Easterly Government Properties, Inc. (NYSE: DEA) is confident that the federal government’s preference for leasing properties will support its business strategy for decades to come.
The government’s shift toward leasing has been evident since the 1960’s and is unlikely to change any time soon, according to Easterly President and CEO William Trimble. In an interview with REIT.com, Trimble noted that during the Nixon administration, the federal government owned about 70 percent of its properties and leased 30 percent.
“That trend is almost completely reversed today, and the government, with its spending restraints, is finding that leasing is a much more efficient and cost-effective way to house the federal workforce. We are very pleased to be in this particular niche,” Trimble said.
Mission-Critical Tenants
Easterly acquires, develops and manages class-A commercial properties that are leased to the government’s mission-critical agencies primarily through the General Services Administration (GSA). (Mission critical agencies include the Federal Bureau of Investigation , the Drug Enforcement Administration, Immigration and Customs Enforcement, and the federal judiciary.) The company focuses on newer, purpose-built space. Its current portfolio contains 30 buildings, all of which are 100 percent leased.
Easterly’s business strategy offers the potential for premium rents, stable occupancy and long-term returns, according to Trimble.
Michael Carroll, analyst at RBC Capital Markets, also sees the potential of the subset targeted by Easterly. “We believe these types of agencies will continue to receive incremental budget appropriations [from the federal government], while others may see more pressure,” he said.
In February, the company raised $207 million through an initial public offering (IPO). With a $400 million credit line and an enterprise value of $700 million to $800 million, “we have the capital to grow 50 percent from where we are today,” said Darrell Crate, Easterly’s chairman.
Large, Fragmented Market
Currently the GSA leases about 200 million square feet on behalf of the federal government. “It’s an extremely large market, but it’s also a very fragmented market in that the largest owner of property holds under 4 percent, so there’s a lot of opportunity,” Trimble said.
Easterly has identified 500 potential acquisition targets worth a total of $20 billion to $22 billion that represent “a unique opportunity to partner with the government and provide strong returns for investors,” Trimble said.

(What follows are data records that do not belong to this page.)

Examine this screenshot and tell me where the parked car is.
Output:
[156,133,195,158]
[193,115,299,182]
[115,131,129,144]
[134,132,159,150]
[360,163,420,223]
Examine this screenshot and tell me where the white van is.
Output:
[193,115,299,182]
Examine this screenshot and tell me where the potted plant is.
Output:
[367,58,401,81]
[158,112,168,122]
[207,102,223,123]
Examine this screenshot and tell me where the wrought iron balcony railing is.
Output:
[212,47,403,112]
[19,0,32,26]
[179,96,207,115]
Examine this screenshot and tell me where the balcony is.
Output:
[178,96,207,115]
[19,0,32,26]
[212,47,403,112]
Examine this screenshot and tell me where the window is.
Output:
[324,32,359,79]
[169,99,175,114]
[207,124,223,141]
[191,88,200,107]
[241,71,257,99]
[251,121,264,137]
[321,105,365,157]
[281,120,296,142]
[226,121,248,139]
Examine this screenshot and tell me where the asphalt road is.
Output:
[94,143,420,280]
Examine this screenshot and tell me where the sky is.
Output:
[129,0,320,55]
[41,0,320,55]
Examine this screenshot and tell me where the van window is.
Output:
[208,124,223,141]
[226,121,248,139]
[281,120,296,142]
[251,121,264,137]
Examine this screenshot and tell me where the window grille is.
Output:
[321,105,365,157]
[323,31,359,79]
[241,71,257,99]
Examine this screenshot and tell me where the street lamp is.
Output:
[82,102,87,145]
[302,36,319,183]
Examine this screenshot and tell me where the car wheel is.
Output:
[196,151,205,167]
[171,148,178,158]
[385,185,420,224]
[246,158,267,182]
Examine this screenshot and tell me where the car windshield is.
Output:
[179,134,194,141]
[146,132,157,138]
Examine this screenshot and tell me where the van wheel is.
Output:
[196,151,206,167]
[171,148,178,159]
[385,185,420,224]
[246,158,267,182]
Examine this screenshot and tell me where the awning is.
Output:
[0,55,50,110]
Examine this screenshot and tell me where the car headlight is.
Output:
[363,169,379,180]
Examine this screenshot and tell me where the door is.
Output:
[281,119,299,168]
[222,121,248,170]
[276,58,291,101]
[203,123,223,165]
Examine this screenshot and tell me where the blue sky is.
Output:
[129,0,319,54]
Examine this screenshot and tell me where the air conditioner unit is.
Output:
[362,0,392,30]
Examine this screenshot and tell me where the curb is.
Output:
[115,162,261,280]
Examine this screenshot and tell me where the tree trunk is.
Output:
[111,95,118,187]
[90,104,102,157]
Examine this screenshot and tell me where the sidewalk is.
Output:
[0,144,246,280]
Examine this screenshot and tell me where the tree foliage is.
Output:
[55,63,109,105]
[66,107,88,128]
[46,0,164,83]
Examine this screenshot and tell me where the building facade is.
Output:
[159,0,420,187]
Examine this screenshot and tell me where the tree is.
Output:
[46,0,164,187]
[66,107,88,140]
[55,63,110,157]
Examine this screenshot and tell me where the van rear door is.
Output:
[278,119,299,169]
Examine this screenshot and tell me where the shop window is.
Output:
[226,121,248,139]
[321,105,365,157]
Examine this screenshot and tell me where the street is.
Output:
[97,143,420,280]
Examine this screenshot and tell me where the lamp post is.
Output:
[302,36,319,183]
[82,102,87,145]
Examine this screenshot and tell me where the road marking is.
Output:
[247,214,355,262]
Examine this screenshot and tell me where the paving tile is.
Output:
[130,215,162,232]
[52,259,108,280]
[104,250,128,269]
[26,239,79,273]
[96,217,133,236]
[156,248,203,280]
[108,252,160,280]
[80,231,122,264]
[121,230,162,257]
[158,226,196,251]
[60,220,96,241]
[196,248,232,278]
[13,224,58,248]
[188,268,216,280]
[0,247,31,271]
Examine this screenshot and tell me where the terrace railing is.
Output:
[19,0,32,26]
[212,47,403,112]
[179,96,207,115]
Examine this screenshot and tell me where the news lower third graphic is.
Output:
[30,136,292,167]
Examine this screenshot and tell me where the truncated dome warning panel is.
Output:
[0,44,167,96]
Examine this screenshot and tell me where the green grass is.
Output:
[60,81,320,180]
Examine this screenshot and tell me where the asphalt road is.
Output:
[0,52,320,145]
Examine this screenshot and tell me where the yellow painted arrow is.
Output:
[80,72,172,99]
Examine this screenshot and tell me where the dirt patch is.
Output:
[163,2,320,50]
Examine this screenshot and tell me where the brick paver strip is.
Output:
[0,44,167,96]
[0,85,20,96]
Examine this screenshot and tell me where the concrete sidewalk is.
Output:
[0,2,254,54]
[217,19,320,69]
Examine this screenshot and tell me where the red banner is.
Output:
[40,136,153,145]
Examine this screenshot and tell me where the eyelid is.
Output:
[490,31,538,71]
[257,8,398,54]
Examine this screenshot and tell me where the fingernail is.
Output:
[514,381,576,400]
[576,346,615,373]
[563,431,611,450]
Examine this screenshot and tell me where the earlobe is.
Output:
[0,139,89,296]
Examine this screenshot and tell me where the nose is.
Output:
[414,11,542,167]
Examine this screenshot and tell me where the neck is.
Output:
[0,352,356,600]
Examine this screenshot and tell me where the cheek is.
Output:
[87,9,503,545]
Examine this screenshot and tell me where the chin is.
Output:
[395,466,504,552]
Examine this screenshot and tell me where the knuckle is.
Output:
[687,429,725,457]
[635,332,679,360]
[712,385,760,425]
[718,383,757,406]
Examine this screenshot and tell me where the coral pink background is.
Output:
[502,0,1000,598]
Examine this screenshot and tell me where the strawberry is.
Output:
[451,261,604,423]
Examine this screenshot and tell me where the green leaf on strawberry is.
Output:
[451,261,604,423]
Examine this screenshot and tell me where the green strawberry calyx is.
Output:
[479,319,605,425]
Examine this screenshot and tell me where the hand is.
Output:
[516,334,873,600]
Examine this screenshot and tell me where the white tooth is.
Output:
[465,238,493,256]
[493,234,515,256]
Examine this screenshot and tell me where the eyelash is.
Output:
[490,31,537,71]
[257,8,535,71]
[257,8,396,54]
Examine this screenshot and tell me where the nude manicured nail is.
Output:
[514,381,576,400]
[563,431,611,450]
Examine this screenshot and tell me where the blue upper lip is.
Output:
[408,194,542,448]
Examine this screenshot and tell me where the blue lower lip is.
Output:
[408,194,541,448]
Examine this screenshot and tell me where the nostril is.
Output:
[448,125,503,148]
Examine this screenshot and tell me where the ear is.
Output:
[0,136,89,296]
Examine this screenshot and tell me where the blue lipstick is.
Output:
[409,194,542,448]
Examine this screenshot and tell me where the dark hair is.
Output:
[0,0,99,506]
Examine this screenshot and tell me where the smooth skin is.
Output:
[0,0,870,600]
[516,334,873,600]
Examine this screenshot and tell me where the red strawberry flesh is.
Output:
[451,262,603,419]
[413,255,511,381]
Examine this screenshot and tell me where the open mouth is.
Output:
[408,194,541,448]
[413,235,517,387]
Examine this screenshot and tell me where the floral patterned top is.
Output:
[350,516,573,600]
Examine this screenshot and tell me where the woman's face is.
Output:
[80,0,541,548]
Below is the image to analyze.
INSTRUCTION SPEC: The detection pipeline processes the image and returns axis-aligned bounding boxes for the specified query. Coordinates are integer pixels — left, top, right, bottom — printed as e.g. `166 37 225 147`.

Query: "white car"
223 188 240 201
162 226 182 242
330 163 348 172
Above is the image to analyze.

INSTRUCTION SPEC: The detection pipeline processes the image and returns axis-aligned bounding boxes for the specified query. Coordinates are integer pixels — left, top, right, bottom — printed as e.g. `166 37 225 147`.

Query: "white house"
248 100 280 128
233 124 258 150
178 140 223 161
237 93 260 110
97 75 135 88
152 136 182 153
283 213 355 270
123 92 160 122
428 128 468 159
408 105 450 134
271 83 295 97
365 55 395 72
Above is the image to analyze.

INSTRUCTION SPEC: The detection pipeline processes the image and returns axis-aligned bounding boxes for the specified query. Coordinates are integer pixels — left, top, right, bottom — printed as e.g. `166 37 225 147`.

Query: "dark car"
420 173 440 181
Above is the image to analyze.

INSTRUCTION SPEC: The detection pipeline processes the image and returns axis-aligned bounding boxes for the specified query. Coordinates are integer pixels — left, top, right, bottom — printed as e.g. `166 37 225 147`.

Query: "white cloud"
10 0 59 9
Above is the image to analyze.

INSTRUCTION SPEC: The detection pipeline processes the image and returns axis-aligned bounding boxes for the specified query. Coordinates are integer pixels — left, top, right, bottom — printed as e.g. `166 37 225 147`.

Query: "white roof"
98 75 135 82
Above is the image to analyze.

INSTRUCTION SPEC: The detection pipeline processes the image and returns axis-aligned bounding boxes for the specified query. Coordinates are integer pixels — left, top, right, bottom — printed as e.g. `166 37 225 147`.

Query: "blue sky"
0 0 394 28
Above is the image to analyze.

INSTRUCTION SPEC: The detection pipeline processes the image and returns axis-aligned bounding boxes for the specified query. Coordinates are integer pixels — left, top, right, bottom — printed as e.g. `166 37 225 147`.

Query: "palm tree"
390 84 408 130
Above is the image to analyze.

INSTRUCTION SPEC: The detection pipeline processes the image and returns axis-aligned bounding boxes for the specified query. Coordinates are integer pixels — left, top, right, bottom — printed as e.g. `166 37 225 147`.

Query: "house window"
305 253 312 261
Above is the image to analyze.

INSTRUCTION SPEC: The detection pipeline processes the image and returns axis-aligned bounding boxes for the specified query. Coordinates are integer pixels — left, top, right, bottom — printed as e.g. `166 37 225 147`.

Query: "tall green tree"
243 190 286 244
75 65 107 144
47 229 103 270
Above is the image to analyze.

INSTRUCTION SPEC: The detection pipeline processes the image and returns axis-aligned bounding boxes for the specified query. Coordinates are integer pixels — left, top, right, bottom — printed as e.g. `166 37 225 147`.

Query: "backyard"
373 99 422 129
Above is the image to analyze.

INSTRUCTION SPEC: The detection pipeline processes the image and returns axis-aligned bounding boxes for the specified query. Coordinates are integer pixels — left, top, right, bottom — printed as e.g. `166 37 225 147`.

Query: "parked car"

In the near term, Easterly is seeking to acquire $75 million to $125 million of buildings a year.
In looking for possible acquisitions, Easterly stresses the importance of the mission of the building and the agency in it, rather than its location, Trimble said. For example, the FBI has 56 regional field offices that carry out the bulk of the agency’s work, according to Trimble, all of which will “still be there in 50 to 60 years.” Easterly currently has three FBI field offices in its portfolio.
GSA-Leased Assets Often Undervalued
While the federal government is the nation’s largest office tenant, GSA-leased properties are often under recognized and undervalued as an asset class, according to Crate.
“We noticed that real estate investors in the four food groups of retail, industrial, multifamily and office didn’t view high-quality single tenants as something that was unique and different. We have had the opportunity to acquire buildings at very attractive prices,” he said.
The company stresses that the GSA has never defaulted on a lease, including during the 2013 government shutdown. That type of stability is key to Easterly’s success going forward, according to Crate.
“The opportunity [for Easterly] to generate double-digit returns for shareholders in a compounded way over a meaningful period of time is ripe,” he said.